I slowly came back to my friend, masquerading with him during some of his adventures, quietly observing and realizing that it actually takes a lot of effort to 'not care' or 'be different'. There is one rule about 'the scene': you must never talk about 'the scene' to civilians, or the evil Chads will descend and ruin everything! Can't blame 'em, really. They do ruin everything. Fuckin' bridge-and-tunneling Granville Chads.
Well guess what? There are douchebags in every scene. Whether it be the Chad in the striped shirt chugging vodka redbulls and doing the white boy finger point to the latest Akon infection in a massive warehouse club on the strip, or the 20 year old fashion student with her beer gut stuffed into skinny jeans, chugging a Kokanee and dancing around like she just discovered the Pet Shop Boys and she 'like omg totally loves the 80s' and bangs anything with a teenstache and monogrammed doorag around his neck.
It's too late for my friend, but I hope to shine the light into this toilet bowl of broken dreams and maybe save someone else.
I stole the image from Adrian's Myspace Group - How To Act Liberal to Bang Artsy Hipster Chicks. One of the best discussion groups on Myspace in my opinion.

Jaggerbarf


There is this bar in Vancouver called The Roxy. It's usually pretty busy, like people wait in line for an hour to get in. I've sent inquiring tourists there and I've been in there a few times myself. The house band has this really cute drummer. But that's beside the point I'm trying to get at here.
You'll notice that every time you walk by The Roxy when the doors are open, there's this wafting odour that emanates from the bar's liquor soaked carpeting. (Side note - I don't believe carpeting is ever a good choice for a night club). For the longest time I couldn't put my finger on what that smell was. Then it hit me like a wasted chick who's boyfriend was just trying to pick me up... the wretched stench of Jagger Bombs, the average bar star's shot of choice, had saturated itself into every porous fibre of The Roxy and was now the defining scent of the place.
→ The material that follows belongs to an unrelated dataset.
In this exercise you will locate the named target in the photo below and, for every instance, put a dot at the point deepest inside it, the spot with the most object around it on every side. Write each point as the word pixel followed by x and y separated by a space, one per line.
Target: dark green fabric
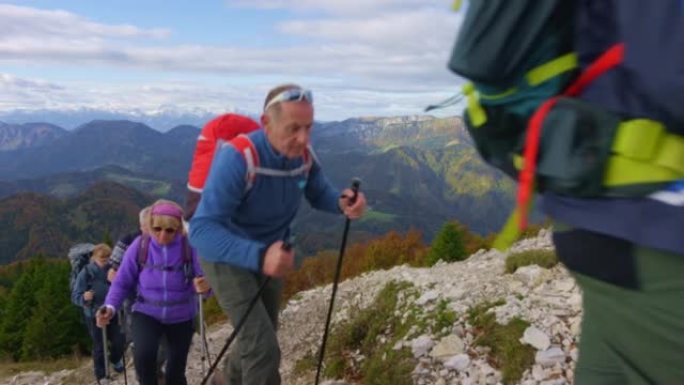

That, and a hint of vomit. I call it 'Jaggerbarf'.
Every girl who is not a stranger to the bar scene has, at some point I'm sure, experience at least one shit-faced night at The Roxy. I myself am guilty of this, I am ashamed to admit it though, since I try to steer clear of that raging jock-fest every chance I get. But yes, there once was a time when I was that girl, sprawled across the bar, while the bartender poured some juiced down bitch booze down my open throat, and then placed a Roxy temporary tattoo on my back, while Tom Cochrane wailed in the background. YEEHAW!
Maybe I stay away from that place because I'm ashamed of what I became there... a contributor to the Jaggerbarf shrine at The Roxy. That, and I hate Chads.

I'm back!

Okay so I almost forget how to use this thing and I can't post pics anymore because Yahoo has taken over Flickr and I have to sign up for a Yahoo account to use it and all these media mergers are pissing me off including the fact that my place of work just got purchased by one of the biggest media conglomerates in the country which is good I guess for my company except no one really knows what's going to happen and everything's kind of up in the air and our building is being demolished and we're still in it and how's that for a superfast-run-on-sentence-type update on my life for you?!

Oh man I have so much writing to do, I'm so behind. But it's good to be back to what I really enjoy doing.